Behind the NY Times Headlines on ‘Death in Middle Age’

A wide range of factors have contributed to results shown in the recent Harvard study, showing a significant increase in middle-age deaths in America. In effect, since President Bill Clinton left office, the American people have gone through 15 years of Hell, parallel to the Hell that Russia suffered during the 1990s’ “lost decade” under Boris Yeltsin. In demographic terms, the process in the US over the past 15 years has mirrored the destruction of Russia. Since 2001, health care costs have risen by 20-30 percent a year, even under Obamacare, and many Americans simply do not have full access to the healthcare system.

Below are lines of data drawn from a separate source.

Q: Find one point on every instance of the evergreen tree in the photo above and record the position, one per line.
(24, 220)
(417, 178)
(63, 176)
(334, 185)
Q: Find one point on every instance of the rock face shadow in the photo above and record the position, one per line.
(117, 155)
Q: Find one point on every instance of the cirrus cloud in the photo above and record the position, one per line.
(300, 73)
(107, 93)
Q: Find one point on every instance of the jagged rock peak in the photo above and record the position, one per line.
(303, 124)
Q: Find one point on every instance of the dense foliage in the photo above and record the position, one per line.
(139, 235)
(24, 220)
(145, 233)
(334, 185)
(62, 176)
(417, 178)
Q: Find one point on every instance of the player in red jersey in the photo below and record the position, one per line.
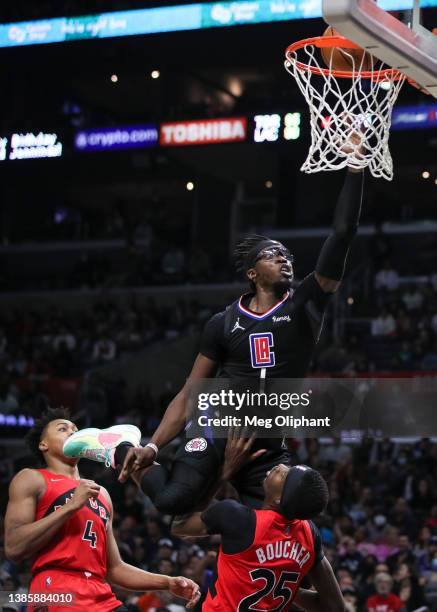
(64, 524)
(266, 553)
(384, 600)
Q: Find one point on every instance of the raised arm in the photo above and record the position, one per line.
(332, 259)
(327, 597)
(24, 536)
(172, 422)
(132, 578)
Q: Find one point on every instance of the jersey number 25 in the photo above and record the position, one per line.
(279, 588)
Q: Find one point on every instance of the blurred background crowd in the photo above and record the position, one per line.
(379, 530)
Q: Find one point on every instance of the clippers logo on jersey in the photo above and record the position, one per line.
(261, 351)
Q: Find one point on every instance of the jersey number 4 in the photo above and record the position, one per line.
(89, 535)
(279, 588)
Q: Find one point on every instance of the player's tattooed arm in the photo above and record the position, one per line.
(333, 256)
(171, 425)
(24, 536)
(327, 597)
(132, 578)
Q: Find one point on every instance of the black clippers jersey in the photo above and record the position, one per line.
(281, 340)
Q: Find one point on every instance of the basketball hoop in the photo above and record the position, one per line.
(350, 110)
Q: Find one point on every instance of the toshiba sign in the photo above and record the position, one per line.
(210, 131)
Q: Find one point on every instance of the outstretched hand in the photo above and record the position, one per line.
(136, 459)
(185, 588)
(238, 452)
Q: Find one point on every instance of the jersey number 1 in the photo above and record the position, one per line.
(278, 587)
(89, 535)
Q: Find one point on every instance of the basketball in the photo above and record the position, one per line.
(341, 59)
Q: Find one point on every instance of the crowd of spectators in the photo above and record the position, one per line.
(379, 530)
(38, 345)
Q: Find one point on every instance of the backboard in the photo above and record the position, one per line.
(411, 48)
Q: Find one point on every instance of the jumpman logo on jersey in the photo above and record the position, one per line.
(237, 326)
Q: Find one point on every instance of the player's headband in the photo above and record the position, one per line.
(252, 256)
(290, 493)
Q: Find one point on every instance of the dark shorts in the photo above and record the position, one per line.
(206, 456)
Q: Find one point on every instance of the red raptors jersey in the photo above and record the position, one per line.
(80, 544)
(382, 603)
(266, 575)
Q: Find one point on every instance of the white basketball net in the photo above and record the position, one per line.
(350, 117)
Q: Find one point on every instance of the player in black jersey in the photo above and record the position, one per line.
(269, 332)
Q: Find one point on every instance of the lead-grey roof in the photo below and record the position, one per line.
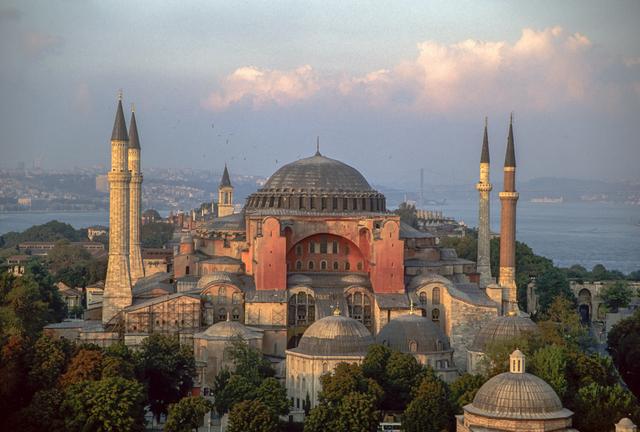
(318, 173)
(501, 329)
(401, 331)
(119, 125)
(335, 336)
(519, 396)
(134, 140)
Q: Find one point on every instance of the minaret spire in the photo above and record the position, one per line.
(135, 201)
(117, 290)
(484, 188)
(508, 199)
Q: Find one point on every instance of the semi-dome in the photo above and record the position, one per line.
(317, 183)
(413, 333)
(517, 395)
(226, 330)
(335, 335)
(501, 329)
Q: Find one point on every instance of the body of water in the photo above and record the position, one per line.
(569, 233)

From 2001 on, the US has been engaged in permanent warfare in Iraq, Afghanistan, and now in Syria. The stress on families of soldiers who have served multiple tours in combat has been tremendous, with much of the impact hard to quantify, such as the effect on young children of being raised by one parent, with the constant financial pressures and concerns about combat injuries and deaths. The number of returning combat veterans with PTSD adds to the crisis.

Poverty has become a growing factor, with the poverty rate among young males in Washington, DC, growing by 5-12 percent per year. In New York City, 60 percent of the population is living at or below the poverty level, when real inflation of housing and other costs is taken into account.

Under the Fed’s zero interest rate policy, retirees and families attempting to save for retirement have been looted, through a loss of interest earnings. Alternatively they have been drawn into the stock market and other speculative investments, where they are vulnerable to outright theft by the vultures.

The Harvard study cited increasing middle-age deaths from drug and alcohol abuse, and this is truly reaching epidemic proportions. In July, the Centers for Disease Control (CDC) published a study showing that heroin addiction in the United States has skyrocketed from 2011-2014, with the largest increases among women and non-Hispanic whites. Among families with an income of $50,000 or more, the rate of increase over that period was 60 percent. In Baltimore, which is known as the “Heroin Capital of the United States,” one in ten residents abuses heroin. The rise in middle-class heroin addiction was linked by the CDC study to the expanding use of prescription pain killers like OxyCondin. Increasingly, people addicted to pain killers are turning to heroin, which is one-fourth the price of the prescription drugs, and is now readily available in communities all over the country. The CDC study found that people using prescription pain killers are 40 times more likely to abuse heroin. Heroin addiction has gone up by 150 percent in the United States since 2007, aided by a massive influx of cheap and potent South American heroin, supplementing the Mexican and Asian heroin flows.

The same day that the New York Times reported on the Harvard study on middle-age death rates soaring, the Times also reported on an alarming rise in suicides, noting, from a May 2015 study published in JAMA [Journal of the American Medical Assoc.] Pediatrics that suicide rates in rural areas have gone up by 20 percent from 2004-2013 and by 7 percent in urban areas.